The integration of all the oxygen pressure regulating functions (intermediate IP and low LP) within one and the same regulator 6 serves to decrease or even to eliminate the intermediate pressure IP oxygen lines in certain apparatus. Furthermore, the device according to the invention allows a simplification of the emergency oxygen supply architecture and its maintenance. Moreover, the device according to the invention serves to integrate, in one and the same unit, the emergency oxygen pressure regulating functions necessary both for civilian aircraft and for business aircraft.

According to a feasible alternative, a safety bypass line (bypass) can be provided to short-circuit the valve 4 to feed the masks in case of failure of the valve 4.

Claims

1-10. (canceled)

11. A device for supplying oxygen to occupants of an aircraft, comprising an oxygen source at a first pressure known as a high pressure, a first oxygen supply line at a second pressure known as an intermediate pressure, first means for expanding/regulating the oxygen from the source to the second intermediate pressure, to feed the first oxygen supply line, a second oxygen supply line at a third pressure known as a low pressure, second means for expanding/regulating the oxygen from the source to the third pressure to feed the second oxygen supply line, wherein the first and second expanding/regulating means are placed within one and the same regulator.

12. The device of claim 11, wherein the device further comprises means for cutting off the oxygen feed to the first and/or the second oxygen supply line, such as a manual valve, and in that the means for cutting off the feed are placed within the regulator.

13. The device of claim 12, wherein the means for cutting off the oxygen feed is a manual valve.

14. The device of claim 11, wherein the second means for expanding/regulating the oxygen comprise an electrically controlled mechanized regulating valve.
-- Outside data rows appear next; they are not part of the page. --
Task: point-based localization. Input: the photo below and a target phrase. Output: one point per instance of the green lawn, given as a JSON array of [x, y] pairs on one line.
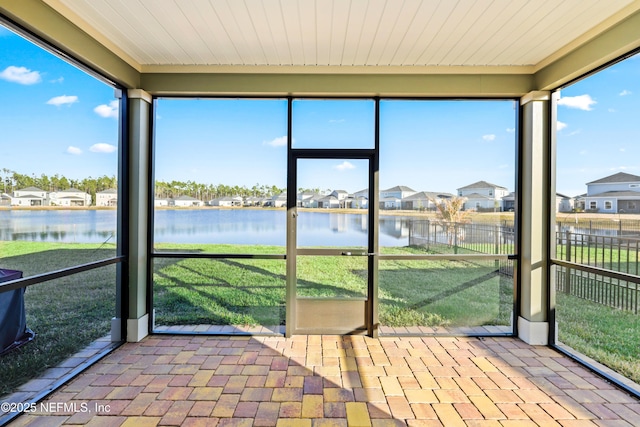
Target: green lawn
[[69, 313], [605, 334], [252, 292], [66, 314]]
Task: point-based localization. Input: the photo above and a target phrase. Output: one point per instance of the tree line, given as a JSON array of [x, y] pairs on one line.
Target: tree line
[[206, 192], [12, 181]]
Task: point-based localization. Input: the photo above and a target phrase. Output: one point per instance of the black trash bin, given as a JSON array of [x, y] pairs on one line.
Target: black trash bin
[[13, 317]]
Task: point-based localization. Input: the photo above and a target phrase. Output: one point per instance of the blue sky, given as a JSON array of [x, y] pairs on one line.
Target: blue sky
[[58, 120]]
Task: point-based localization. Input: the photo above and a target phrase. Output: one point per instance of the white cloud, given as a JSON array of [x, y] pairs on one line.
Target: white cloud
[[344, 166], [280, 141], [580, 102], [108, 111], [21, 75], [62, 100], [74, 150], [103, 148]]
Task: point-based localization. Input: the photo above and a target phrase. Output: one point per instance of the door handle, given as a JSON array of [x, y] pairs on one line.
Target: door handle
[[357, 253]]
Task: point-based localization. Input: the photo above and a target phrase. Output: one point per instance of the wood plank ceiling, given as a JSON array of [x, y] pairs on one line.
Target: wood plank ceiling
[[151, 34]]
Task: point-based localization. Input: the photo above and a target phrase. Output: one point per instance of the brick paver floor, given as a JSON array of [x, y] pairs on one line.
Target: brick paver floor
[[335, 381]]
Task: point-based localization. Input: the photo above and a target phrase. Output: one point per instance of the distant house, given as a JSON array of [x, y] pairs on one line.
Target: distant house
[[29, 196], [227, 201], [390, 203], [186, 202], [397, 192], [483, 196], [254, 201], [70, 198], [329, 202], [277, 201], [107, 197], [618, 193], [391, 198], [309, 199], [359, 200], [424, 200], [509, 202], [564, 203], [304, 197]]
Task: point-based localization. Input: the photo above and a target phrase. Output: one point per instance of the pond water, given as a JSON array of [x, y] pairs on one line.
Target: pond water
[[232, 226]]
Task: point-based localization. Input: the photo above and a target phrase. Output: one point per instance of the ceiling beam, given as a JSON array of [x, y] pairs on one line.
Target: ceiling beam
[[41, 20], [390, 85], [613, 43]]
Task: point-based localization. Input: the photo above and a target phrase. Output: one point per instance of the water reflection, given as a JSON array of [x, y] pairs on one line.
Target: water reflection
[[231, 226], [60, 226]]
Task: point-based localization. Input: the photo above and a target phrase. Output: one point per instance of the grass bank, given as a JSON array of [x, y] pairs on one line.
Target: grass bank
[[67, 314]]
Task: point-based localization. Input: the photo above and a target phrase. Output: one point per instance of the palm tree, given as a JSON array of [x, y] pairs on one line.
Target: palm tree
[[449, 214]]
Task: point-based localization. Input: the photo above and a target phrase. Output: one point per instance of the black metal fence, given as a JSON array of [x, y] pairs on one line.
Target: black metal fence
[[613, 253], [465, 238], [608, 248]]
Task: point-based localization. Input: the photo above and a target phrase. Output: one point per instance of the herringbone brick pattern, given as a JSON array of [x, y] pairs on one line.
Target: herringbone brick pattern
[[335, 381]]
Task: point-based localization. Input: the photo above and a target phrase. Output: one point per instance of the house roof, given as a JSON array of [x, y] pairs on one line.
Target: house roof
[[619, 177], [398, 188], [30, 189], [481, 184], [618, 194], [28, 196], [423, 195], [477, 196]]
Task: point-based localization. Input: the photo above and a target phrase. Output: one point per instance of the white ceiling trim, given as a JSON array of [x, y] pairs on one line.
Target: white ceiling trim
[[368, 36], [335, 69]]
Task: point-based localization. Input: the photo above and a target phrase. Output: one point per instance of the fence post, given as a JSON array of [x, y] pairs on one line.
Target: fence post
[[455, 237], [567, 270], [496, 239]]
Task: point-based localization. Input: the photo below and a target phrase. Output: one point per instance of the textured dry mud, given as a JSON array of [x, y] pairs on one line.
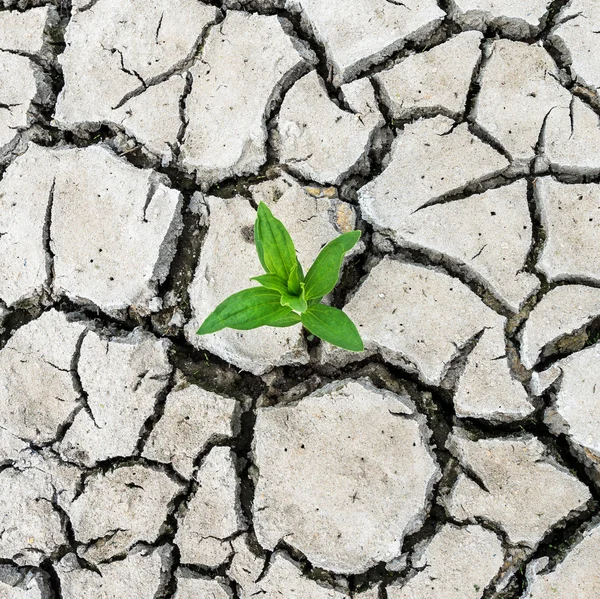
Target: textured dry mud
[[458, 457]]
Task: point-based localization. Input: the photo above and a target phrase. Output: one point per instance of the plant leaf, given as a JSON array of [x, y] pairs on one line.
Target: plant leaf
[[286, 321], [333, 326], [294, 281], [276, 245], [271, 282], [294, 302], [325, 271], [247, 309]]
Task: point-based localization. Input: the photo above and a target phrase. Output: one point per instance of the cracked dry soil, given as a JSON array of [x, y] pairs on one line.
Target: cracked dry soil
[[457, 457]]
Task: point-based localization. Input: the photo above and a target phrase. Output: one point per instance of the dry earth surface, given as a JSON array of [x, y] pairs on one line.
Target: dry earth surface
[[457, 457]]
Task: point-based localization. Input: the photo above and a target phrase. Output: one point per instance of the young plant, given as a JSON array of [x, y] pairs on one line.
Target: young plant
[[285, 296]]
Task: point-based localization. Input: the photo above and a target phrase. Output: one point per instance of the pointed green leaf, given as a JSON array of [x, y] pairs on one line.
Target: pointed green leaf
[[247, 309], [294, 281], [294, 302], [333, 326], [286, 321], [325, 272], [271, 282], [276, 245]]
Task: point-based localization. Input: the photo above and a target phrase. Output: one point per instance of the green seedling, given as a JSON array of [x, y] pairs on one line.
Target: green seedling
[[286, 296]]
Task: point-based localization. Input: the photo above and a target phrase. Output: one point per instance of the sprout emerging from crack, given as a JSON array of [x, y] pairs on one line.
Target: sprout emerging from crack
[[286, 297]]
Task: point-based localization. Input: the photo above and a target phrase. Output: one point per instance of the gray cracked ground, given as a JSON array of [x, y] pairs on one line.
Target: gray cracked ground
[[457, 457]]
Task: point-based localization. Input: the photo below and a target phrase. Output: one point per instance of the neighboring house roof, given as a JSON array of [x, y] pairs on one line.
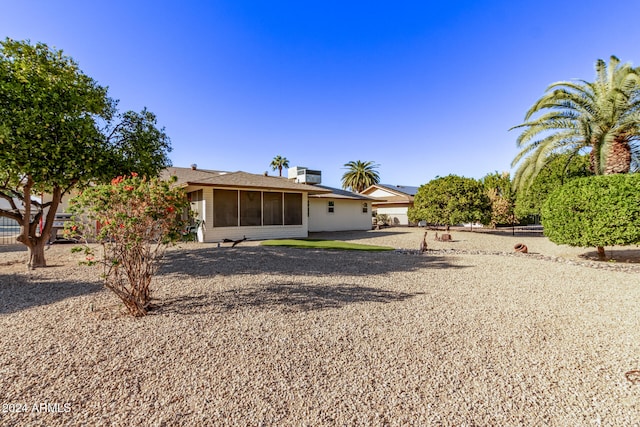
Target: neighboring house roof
[[336, 193], [403, 189], [397, 194], [198, 177]]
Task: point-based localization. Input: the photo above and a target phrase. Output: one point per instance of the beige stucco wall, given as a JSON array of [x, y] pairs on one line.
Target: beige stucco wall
[[398, 214], [347, 215]]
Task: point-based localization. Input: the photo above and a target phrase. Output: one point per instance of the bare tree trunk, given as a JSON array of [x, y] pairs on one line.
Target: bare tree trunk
[[28, 233]]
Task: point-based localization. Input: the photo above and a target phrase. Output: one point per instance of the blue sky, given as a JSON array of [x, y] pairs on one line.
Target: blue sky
[[423, 88]]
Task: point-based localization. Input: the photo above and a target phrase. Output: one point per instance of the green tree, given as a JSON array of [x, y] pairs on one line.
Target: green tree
[[451, 200], [138, 219], [48, 108], [360, 175], [499, 189], [135, 144], [594, 211], [602, 118], [278, 163], [560, 169], [57, 135]]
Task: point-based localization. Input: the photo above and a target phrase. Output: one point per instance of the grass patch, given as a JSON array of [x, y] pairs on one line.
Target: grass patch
[[324, 244]]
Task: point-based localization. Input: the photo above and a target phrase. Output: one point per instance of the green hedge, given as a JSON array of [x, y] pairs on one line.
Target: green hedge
[[594, 211]]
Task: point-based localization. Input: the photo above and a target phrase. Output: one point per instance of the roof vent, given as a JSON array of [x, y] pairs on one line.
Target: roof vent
[[304, 175]]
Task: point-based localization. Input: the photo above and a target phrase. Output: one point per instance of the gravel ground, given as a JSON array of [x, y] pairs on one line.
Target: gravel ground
[[466, 334]]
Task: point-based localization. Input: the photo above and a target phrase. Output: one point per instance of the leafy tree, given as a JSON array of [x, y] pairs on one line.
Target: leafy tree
[[500, 191], [560, 169], [451, 200], [594, 211], [602, 118], [57, 134], [138, 219], [135, 143], [278, 163], [360, 175], [48, 108]]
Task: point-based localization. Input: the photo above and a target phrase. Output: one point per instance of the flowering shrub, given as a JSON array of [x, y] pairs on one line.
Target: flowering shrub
[[133, 219]]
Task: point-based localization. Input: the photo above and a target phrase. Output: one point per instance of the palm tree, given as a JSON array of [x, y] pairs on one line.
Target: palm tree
[[279, 162], [360, 175], [602, 118]]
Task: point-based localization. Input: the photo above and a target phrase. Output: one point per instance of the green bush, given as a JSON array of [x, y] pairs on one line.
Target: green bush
[[594, 211], [451, 200]]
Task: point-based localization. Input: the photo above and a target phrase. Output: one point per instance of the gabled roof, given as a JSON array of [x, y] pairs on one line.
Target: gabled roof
[[188, 174], [205, 178], [403, 189], [336, 193]]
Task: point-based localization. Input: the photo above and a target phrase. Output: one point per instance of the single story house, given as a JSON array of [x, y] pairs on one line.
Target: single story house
[[234, 205], [392, 200], [339, 210]]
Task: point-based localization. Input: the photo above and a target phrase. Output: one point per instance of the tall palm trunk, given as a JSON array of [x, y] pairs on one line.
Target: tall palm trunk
[[619, 158]]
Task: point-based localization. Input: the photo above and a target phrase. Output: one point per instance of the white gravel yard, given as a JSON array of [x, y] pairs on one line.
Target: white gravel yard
[[462, 335]]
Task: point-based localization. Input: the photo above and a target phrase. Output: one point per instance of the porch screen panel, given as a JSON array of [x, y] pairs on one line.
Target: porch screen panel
[[250, 208], [292, 209], [272, 213], [225, 211]]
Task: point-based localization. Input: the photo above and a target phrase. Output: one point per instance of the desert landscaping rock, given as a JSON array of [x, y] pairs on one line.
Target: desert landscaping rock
[[468, 333]]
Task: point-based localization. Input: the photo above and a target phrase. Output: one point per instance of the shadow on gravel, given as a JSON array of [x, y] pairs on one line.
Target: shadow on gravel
[[18, 292], [292, 261], [615, 254], [286, 297]]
15. The device of claim 14, wherein the electrically controlled mechanized regulating valve is conformed for regulating a pressure and/or an oxygen flow into the second line according to data representative of an altitude.

16. The device of claim 14, wherein the device further comprises at least one of the following sensors: altitude sensor, a sensor for measuring the oxygen pressure at the outlet of the source and upstream of the expanding/regulating means, a temperature sensor, a sensor for measuring the oxygen pressure downstream of the second expanding/regulating means, and in that at least a part of the sensor or sensors is placed within the regulator.

17. The device of claim 11, wherein the first expanding/regulating means comprise a pneumatic expansion valve.

18. The device of claim 11, wherein the regulator is placed close to and is preferably connected directly to the oxygen source.

19. The device of claim 18, wherein the regulator is connected directly to the oxygen source.

20. The device of claim 11, wherein the device further comprises at least one quick installation mask connected to the first oxygen supply line and at least one passenger mask connected to the second oxygen supply line.

21. The device of claim 11, wherein the regulator comprises a regulating line provided with an inlet connected to the high pressure (HP) oxygen source, the first and second expanding means being placed in series on the regulating line and upstream of a low pressure outlet connected to the second oxygen supply line, and in that the regulating line comprises a branch line connected between the first and second expanding means and an outlet at the intermediate pressure, the outlet at the intermediate pressure being connected to the first oxygen supply line.

22. A pressure regulator for a device supplying oxygen to occupants of an aircraft comprising, integrated in one and the same module, first and second expanding/regulating means for expanding/regulating the oxygen issuing from the high pressure oxygen source, the first expanding/regulating means being conformed for expanding the oxygen to an intermediate pressure, the second expanding/regulating means comprising electrically controlled mechanized means for regulating the pressure and/or flow rate of oxygen to a pressure known as a low pressure according to data representative of an altitude.